Pollônio sente o golpe terrível e volta a implorar que ele mate apenas a si e deixe que todos os outros inocentes continuem a viver, mas Norma recusa, dizendo que assistir à morte de sua amada ser-lhe-á mais doloroso e que, assim, ela se sentira melhor vingada.
Na sequência, entoa-se o Dueto “In mia man alfin tu sei (Enfim estás em minhas mãos)” e ela volta ao Altar, onde permanece em atitude vingativa e cruel, enquanto o povo atende a sua nova conclamação.
Com voz solene e postura marcial, ela anuncia que a vitima do sacrifício já foi escolhida, sendo uma “sacerdotisa que foi falsa em seus votos”.
Iracunda, a multidão pede que ela identifique a traidora e Pollione, submerso em angústia, suplica que ela tenha clemência de Adalgisa. Que não seja tão vingativa.
Nesse momento, a plateia é surpreendida com uma reviravolta inesperada, pois Norma atira longe as suas insígnias de Grã Sacerdotisa e diz ser ela a “Sacerdotisa Pecadora”.
O espanto é geral e atinge a todos, já que o seu comportamento anterior não sinalizava que ela fosse ter uma atitude tão digna.
Jogando por terra a “Grinalda Cerimonial” ela pede que seja feita a fogueira para o seu sacrifício e dirigindo-se a Pollônio diz que ainda o ama, como sempre amou.
Ele, por sua vez, responde-lhe dizendo que agora consegue ver que o seu sentimento por Adalgisa foi apenas um encantamento passageiro, um deslumbramento momentâneo e que ela, Norma, é, sim, o seu amor verdadeiro.
Entrementes, Oroveso e outros Druidas do alto escalão tentam convencer Norma de que a sua atitude foi irracional, motivada apenas pelas pressões e que, por isso, ela deve voltar atrás em suas decisões, já que nela reside a reserva moral, patriótica e libertária que faz dos Gálios, o povo altivo que é.
Norma, porém, não lhes dá atenção e insiste em assumir a culpa, haja vista que os seus atos contrariaram a todas as Leis do Sacerdócio Druida e à confiança dos galeses.
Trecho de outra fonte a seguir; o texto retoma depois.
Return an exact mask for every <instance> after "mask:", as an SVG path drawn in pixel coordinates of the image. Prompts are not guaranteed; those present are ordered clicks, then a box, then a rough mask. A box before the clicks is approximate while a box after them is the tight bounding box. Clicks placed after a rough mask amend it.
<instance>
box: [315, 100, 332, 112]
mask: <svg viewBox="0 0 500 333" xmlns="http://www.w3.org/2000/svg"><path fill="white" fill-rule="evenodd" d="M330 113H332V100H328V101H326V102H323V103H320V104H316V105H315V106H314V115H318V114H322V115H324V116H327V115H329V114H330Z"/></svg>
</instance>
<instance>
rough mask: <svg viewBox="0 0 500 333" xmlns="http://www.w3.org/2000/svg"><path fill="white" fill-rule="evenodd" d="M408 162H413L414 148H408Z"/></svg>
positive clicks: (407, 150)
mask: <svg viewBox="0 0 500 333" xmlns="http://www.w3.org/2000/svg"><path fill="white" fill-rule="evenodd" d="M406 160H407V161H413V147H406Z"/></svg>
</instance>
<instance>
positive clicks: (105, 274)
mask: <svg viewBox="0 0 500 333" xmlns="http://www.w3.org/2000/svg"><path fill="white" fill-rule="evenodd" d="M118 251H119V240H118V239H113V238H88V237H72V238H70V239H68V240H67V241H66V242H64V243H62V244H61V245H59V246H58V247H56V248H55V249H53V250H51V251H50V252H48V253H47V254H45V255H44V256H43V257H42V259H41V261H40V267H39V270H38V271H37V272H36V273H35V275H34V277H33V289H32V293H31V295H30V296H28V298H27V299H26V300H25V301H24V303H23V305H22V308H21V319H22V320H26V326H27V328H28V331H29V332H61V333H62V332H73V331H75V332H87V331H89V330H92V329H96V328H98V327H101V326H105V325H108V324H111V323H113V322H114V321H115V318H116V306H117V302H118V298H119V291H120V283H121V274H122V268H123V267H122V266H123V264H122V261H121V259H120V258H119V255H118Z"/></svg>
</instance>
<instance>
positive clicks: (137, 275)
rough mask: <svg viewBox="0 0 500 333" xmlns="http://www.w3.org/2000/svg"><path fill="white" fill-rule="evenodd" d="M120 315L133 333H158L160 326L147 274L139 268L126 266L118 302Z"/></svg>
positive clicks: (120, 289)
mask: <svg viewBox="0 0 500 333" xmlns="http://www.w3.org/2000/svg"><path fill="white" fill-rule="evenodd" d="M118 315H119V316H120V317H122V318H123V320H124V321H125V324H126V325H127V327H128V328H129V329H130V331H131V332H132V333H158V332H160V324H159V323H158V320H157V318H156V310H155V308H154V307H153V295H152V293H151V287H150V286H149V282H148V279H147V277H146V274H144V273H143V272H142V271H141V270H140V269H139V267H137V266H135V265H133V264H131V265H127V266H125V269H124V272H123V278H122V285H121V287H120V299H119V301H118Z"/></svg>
Que ela, portanto, arque com os merecidos castigos. Em seguida implora que Pollônio cuide dos filhos que tiveram, mas ele, ao contrário, diz que a acompanhará na morte, pois a culpa também é sua.
Nesse ponto a pira sacrifical é concluída. Norma abraça e despede-se do pai Oroveso e aceita que lhe cubram a cabeça com uma negra mortalha, enquanto os Sacerdotes entoam fúnebres cânticos e hinos, que celebram o fogo que haverá de purificar o Templo Sagrado.
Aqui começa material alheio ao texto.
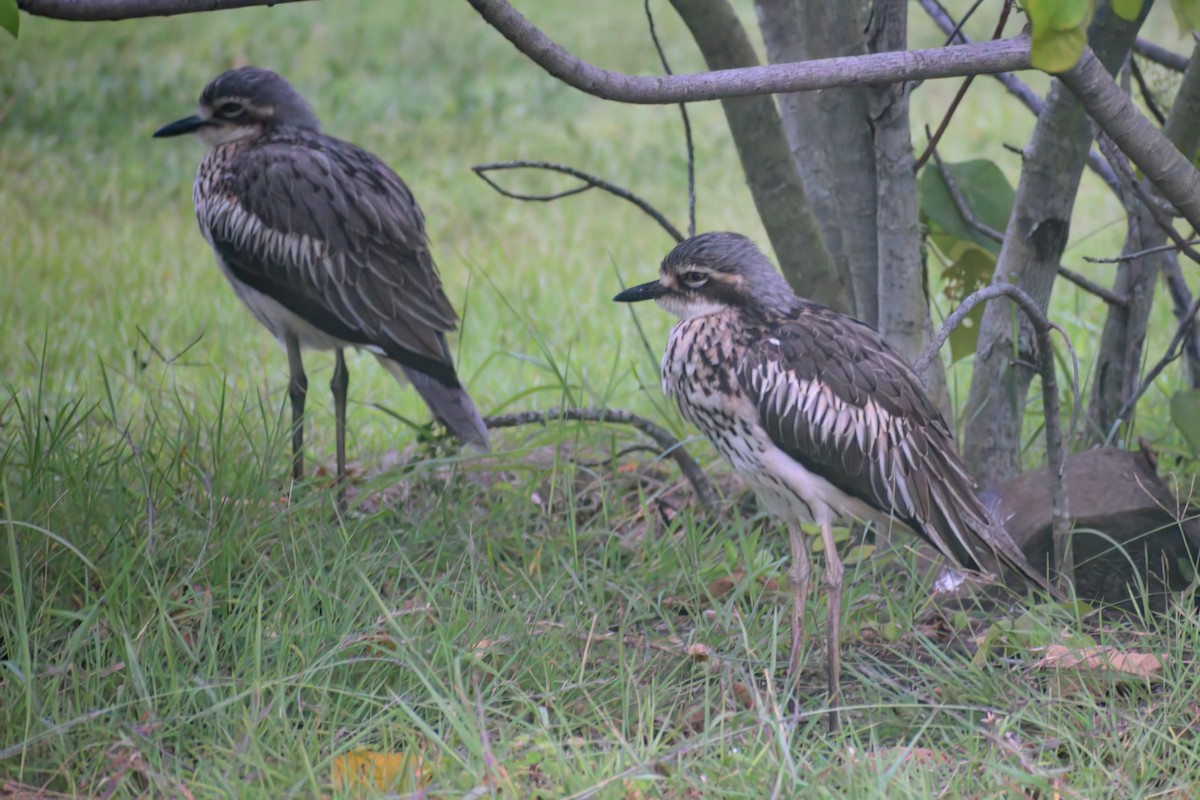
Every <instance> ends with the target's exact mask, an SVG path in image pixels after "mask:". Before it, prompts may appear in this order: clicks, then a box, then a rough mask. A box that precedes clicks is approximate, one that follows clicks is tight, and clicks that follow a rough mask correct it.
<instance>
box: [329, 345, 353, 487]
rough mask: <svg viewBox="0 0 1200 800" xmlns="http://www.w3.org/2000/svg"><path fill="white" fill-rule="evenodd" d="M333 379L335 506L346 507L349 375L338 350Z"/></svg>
mask: <svg viewBox="0 0 1200 800" xmlns="http://www.w3.org/2000/svg"><path fill="white" fill-rule="evenodd" d="M334 359H335V360H334V377H332V379H330V381H329V389H330V391H332V392H334V416H335V417H336V420H337V433H336V437H337V506H338V507H340V509H344V507H346V390H347V389H349V386H350V373H349V371H347V368H346V353H344V351H343V350H342V349H341V348H338V349H337V351H336V355H335V356H334Z"/></svg>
Então, abraçados, Norma e Pollione caminham resolutamente em direção ao fogo e sem qualquer hesitação entregam-se às chamas devoradoras. Já não são inimigos, apenas um homem e uma mulher que viveram e morreram por amor.
É o fim da Ópera.

Histórico
 
Vincenzo Bellini viveu apenas trinta e quatro anos, mas a sua breve existência foi altamente produtiva, como bem atestam as onze magníficas óperas que compôs.
“Norma” foi a oitava e, seguramente, a que mais glória e reconhecimento lhe trouxe, desde que estreou no Teatro Alla Scala, de Milao, em 1831.
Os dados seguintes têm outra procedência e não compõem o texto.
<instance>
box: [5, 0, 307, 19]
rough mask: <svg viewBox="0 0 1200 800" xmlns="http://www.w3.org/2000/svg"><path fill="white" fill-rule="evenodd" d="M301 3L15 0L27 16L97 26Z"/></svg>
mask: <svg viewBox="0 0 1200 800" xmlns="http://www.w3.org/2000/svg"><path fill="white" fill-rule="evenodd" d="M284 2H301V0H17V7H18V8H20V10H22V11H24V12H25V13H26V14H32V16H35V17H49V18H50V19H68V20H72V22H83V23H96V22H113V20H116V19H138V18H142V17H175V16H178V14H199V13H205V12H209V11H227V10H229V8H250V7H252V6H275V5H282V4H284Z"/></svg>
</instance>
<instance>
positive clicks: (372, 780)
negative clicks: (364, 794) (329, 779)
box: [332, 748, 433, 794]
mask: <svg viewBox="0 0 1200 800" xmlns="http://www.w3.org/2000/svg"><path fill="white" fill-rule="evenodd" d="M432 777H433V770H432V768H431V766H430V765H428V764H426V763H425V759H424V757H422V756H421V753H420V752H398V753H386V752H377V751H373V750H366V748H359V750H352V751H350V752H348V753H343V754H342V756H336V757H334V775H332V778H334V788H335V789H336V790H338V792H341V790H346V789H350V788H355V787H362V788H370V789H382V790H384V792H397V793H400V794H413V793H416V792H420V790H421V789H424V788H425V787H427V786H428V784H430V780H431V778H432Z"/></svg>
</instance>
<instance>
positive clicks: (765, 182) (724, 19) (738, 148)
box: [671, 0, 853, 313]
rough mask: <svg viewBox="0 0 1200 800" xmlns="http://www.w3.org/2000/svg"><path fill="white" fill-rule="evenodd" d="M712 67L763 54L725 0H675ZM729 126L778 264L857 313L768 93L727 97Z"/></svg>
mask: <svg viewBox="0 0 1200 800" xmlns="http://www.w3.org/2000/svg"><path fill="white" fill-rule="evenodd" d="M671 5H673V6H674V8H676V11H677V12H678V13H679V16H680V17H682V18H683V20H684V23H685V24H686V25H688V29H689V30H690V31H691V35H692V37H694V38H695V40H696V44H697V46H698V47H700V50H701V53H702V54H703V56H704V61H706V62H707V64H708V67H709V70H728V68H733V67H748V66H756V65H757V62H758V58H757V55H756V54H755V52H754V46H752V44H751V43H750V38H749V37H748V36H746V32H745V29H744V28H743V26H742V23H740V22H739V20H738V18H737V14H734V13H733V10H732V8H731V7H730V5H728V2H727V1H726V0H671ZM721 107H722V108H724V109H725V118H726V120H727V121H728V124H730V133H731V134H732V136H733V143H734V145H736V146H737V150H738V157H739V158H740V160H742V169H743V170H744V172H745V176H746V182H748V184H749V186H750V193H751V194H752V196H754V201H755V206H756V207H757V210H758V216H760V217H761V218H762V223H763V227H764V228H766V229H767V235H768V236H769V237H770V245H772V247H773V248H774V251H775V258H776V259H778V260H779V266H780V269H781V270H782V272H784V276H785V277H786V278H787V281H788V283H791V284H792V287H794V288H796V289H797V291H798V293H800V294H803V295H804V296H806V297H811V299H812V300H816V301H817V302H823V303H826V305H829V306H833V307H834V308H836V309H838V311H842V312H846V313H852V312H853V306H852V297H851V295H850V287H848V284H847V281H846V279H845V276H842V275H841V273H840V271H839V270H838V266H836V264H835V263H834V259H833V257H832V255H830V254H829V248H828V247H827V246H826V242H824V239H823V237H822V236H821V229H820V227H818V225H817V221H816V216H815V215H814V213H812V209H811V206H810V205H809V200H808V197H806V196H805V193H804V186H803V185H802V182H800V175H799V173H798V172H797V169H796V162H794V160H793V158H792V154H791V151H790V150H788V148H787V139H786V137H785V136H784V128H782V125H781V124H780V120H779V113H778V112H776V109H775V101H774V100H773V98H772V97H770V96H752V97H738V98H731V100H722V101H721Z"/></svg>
A profusão de elementos melódicos sublimes - especialmente as Fanfarras guerreiras e os Coros dos Sacerdotes Druidas e os dos Guerreiros gauleses; os belíssimos efeitos do Coral e os cenográficos e o empolgante enredo conquistaram desde o primeiro minuto a simpatia do público e as graças da Crítica, que logo a classificou com uma das mais belas “Tragédias Líricas” que já haviam sido produzidas.
O libreto de Felice Romani, que tanto contribuiu para esse sucesso, foi feito a partir de uma peça de Alexandre Soumet, que estreara um ano antes, 1830, e que contava as ânsias e as lutas dos Galos (gálios, gauleses, franceses) contra o invasor romano; tema de apelo universal, pois não há quem não simpatize com as lutas pela liberdade e pelo fim da opressão.
Atualmente a Ópera conserva a sua condição de favorita o público e, por isso, é encenada com a constância adequada a sua grandiosidade.
 
 
São Paulo, 26 de Agosto de 2015.
Lettré, l´art et la Culture. Rio de Janeiro, inverno de 2015.